Nikkie's decision to accept the $50,000 flat fee was likely a combination of her inexperience, desire to work with a major brand, and lack of strong legal representation. Creators can learn from Nikkie and Shane and be proactive in negotiating contracts to accurately reflect what they bring to the deal.

Ultimately, know your worth and surround yourself with experts and support so you can earn, as Jeffree put it, what you deserve. Here are some steps you can take to negotiate fair business deals.

Research the Market

Do your research! If possible, find out what this and other companies have paid creators to work with them. This way you'll know if you're getting a fair deal.

Calculate Your Costs

When determining your price, consider the different factors that together create your value. Some factors are experience, expertise, the demands on your time, and how long the project will take. Whether you consider past project fees, an estimated hourly rate, or some other metric, make sure the proposed compensation is fair compared to what you've been paid before and what you expect to be paid.

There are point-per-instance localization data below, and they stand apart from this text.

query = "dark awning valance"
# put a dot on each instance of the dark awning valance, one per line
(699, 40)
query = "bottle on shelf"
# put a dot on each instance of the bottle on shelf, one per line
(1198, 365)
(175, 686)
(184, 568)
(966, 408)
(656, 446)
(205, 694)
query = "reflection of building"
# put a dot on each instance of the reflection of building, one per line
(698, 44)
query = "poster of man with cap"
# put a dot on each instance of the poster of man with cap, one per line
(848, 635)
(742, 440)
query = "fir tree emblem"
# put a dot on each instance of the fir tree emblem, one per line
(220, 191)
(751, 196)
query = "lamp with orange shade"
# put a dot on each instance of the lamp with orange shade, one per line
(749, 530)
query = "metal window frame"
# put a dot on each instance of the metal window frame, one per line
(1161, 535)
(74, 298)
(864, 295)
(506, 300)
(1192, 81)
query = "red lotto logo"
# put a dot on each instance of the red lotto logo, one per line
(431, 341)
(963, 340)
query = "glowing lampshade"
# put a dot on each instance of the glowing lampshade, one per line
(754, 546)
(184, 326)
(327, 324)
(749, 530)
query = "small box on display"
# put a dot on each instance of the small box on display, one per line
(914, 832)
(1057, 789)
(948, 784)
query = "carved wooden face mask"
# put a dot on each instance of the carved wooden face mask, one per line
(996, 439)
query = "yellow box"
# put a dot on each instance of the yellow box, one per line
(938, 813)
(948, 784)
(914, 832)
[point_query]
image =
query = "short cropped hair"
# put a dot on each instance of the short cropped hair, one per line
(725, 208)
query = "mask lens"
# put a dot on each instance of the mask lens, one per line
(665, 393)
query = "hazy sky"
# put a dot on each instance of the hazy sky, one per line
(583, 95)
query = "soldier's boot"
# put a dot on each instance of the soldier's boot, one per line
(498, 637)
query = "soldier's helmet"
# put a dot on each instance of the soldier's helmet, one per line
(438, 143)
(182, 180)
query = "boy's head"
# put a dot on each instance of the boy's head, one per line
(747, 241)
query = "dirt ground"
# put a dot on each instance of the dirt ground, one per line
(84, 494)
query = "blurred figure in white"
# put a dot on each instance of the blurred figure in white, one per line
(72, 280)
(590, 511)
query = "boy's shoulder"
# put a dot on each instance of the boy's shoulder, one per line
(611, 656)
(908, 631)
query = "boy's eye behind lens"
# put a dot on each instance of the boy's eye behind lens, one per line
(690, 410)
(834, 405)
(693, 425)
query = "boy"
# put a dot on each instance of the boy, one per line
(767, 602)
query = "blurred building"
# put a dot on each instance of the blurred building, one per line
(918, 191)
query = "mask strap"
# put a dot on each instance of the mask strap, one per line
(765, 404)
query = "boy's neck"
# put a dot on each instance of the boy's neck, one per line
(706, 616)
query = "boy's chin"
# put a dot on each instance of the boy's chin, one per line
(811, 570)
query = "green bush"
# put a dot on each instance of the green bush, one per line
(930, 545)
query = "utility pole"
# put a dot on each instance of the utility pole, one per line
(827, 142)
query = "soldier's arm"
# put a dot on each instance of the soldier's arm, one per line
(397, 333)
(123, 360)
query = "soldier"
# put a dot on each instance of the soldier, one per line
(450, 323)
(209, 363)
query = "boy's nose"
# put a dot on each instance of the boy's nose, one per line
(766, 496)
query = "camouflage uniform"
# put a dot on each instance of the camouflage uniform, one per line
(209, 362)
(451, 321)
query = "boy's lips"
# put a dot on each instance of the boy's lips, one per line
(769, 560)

Make Sure You Make a Profit

You have supplies to purchase and bills to pay. Make sure your rate allows you to cover these costs while also leaving you with a profit to invest in yourself and your business. Through your market research you can determine the right profit margin for your type of business.

Be Your Own Biggest Cheerleader

Surround yourself with people you trust, but remember that you are your own biggest cheerleader. In "The Beautiful World of Jeffree Star," Shane is amazed by the amount of money he may make through his Jeffree Star Cosmetics collaboration. But, Shane's star power is what allows him to demand such strong rates. He is the perfect example of the lesson to not get in your own way of getting the compensation you deserve. Know your value and feel confident setting a price and supporting that price with your knowledge, skill, and experience.

Hire an Experienced Attorney

It is strongly recommended that you hire an attorney to negotiate business deals and write your contracts. An experienced arts and entrepreneurship attorney can guide you about what provisions are important to include and how much flexibility you should have when negotiating your deal. This way you'll be valued appropriately and you won't find yourself committed to obligations you didn't know you had.

Remember: It's Okay to Say No

Not all business relationships are meant to be. Even though you may love the brand you're looking to work with, don't devalue what you bring to the table if the fee or terms of the deal are unfair or don't reflect your worth.